Sous le soleil de Satan : la belle inspiration de Pialat

Evidemment, le livre de Bernanos est plus riche que le film. Certaines scènes, certains personnages du livre n'apparaissent pas dans le film. Il manque aussi les pensées obscures de l'abbé Donissan, les tentations impies et pies du vieil académicien, un personnage absent du film.

Pourtant, Pialat n’est pas à blâmer ; tout au contraire, son film est magnifique. Aussi magnifique qu’un tel film, une adaptation difficile, pouvait l’être. Certaines scènes du roman - l’entrevue de Mouchette avec son amant député au lendemain du crime, la rencontre entre l’abbé Donissan et Mouchette au petit matin, le port du cadavre de Mouchette jusqu’à l’autel de l’église, le soulèvement et la résurrection de l’enfant mort - sont merveilleusement rendues. De toutes cependant, la plus réussie, la plus saisissante, la plus fascinante est l’entretien avec le diable : par une nuit de pleine lune, le Tentateur masqué en maquignon surgit de l’ombre, s'offre comme guide à un abbé Donissan perdu et épuisé, cherche à le corrompre, l'embrasse par surprise et dévoile ainsi sa vraie nature, avant d’entendre l'abbé lui dire : « Retire-toi, Satan ! »

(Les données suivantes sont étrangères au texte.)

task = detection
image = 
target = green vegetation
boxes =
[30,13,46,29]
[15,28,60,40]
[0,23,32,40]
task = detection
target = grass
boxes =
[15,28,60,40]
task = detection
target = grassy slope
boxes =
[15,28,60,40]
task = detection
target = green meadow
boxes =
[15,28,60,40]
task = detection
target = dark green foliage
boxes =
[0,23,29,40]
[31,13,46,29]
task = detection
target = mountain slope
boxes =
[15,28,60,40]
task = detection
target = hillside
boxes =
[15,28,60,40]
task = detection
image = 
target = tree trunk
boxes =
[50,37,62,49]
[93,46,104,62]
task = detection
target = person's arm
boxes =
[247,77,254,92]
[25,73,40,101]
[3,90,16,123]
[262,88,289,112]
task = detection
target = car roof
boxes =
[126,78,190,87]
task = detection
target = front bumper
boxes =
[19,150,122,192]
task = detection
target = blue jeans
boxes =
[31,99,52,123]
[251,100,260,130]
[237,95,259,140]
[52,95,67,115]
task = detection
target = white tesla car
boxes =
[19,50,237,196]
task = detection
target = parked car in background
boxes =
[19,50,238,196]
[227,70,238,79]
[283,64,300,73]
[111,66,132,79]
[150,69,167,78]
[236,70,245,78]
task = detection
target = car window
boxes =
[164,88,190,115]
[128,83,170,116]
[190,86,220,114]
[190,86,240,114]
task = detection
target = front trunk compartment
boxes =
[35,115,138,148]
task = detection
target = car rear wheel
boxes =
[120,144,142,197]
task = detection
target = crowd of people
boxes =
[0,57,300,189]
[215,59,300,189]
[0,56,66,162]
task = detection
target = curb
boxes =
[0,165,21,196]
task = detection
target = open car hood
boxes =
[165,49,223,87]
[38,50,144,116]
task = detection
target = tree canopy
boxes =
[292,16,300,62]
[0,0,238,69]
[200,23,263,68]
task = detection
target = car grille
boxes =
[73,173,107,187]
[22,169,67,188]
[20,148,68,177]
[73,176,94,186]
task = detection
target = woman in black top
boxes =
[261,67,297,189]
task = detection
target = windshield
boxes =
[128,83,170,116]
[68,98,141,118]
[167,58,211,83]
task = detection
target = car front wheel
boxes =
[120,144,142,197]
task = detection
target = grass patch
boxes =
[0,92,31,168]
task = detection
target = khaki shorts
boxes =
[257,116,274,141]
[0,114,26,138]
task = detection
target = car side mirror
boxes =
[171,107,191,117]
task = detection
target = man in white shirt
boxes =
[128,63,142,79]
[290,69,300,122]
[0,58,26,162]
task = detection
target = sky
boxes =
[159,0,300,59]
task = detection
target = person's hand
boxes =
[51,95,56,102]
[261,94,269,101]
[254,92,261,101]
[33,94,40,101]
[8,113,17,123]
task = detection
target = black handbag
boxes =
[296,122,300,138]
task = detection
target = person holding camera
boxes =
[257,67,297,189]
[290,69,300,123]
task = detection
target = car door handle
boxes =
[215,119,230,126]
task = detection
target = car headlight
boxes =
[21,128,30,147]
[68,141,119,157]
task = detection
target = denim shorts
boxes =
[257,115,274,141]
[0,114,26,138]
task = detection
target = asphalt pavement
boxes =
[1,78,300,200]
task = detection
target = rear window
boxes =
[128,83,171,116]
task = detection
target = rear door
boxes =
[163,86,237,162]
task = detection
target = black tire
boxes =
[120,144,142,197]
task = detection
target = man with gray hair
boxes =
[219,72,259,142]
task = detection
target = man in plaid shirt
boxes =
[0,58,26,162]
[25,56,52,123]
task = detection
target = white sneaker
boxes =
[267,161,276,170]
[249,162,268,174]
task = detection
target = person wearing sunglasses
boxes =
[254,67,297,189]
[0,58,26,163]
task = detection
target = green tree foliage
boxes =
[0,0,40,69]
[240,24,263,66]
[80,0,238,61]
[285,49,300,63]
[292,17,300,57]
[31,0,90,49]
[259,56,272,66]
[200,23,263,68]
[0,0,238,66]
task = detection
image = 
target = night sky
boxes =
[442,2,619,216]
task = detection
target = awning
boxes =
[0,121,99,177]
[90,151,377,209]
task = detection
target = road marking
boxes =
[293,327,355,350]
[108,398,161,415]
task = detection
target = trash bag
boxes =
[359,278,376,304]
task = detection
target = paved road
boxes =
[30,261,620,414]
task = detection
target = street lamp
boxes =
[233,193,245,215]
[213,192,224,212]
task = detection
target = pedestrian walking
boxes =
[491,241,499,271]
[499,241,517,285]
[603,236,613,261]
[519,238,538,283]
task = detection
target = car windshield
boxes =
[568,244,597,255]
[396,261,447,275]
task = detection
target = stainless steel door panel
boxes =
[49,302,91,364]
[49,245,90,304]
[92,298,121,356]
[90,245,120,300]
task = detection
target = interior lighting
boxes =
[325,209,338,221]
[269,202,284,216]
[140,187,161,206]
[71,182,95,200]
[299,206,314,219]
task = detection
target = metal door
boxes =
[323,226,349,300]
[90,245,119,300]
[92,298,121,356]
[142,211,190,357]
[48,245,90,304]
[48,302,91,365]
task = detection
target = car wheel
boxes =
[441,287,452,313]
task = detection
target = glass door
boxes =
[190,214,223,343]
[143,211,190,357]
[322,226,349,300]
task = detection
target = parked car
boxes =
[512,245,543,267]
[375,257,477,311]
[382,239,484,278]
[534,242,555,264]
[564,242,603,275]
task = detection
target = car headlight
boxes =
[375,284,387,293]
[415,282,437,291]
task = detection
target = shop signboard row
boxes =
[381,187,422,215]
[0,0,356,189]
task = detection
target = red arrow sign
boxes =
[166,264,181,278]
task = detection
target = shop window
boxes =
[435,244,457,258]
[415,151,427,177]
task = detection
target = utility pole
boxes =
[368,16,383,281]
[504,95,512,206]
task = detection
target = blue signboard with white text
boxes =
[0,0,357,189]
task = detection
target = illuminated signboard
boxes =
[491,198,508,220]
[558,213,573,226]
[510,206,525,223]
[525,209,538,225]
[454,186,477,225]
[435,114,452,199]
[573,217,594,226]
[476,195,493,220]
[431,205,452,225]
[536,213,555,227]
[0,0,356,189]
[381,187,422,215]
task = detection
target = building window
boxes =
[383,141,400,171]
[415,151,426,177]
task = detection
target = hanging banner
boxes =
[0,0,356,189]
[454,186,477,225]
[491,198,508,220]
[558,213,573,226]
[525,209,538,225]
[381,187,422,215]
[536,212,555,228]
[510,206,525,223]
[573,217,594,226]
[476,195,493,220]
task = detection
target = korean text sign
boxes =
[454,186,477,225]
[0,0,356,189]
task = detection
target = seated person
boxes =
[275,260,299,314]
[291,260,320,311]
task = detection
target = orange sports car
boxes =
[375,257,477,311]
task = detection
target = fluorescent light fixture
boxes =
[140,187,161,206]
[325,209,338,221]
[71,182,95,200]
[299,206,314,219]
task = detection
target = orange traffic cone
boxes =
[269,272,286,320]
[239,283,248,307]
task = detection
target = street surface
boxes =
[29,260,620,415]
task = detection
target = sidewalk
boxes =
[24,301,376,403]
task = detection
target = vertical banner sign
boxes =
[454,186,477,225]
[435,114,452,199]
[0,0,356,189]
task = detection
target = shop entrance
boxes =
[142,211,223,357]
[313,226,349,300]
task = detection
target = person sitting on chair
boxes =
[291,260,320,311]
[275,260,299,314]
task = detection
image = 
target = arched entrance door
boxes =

Plus loin, on y entend aussi la voix la plus déchirante de l’abbé Donissan : « Nous sommes vaincus, vous dis-je ! Vaincus ! Vaincus ! » L’homme est vaincu, et Dieu avec lui, face au « Prince du monde », au prince de ce monde. Il n’y a rien à faire. Le malin s’insinue partout, se niche y compris au cœur du bien, irrémédiablement. Quoiqu’on fasse, c’est lui qui gagne, ici-bas, qu’on soit ou qu’on croie être avec Dieu. La joie, c’est lui ; la tristesse, encore lui ; l’espoir ou le désespoir, toujours lui. L’adorateur de Dieu n’est pas moins pécheur que l’apostat. Le ministre du Seigneur n’est pas plus saint que le serviteur du Prince. Le pécheur est l’ami, le frère du saint homme.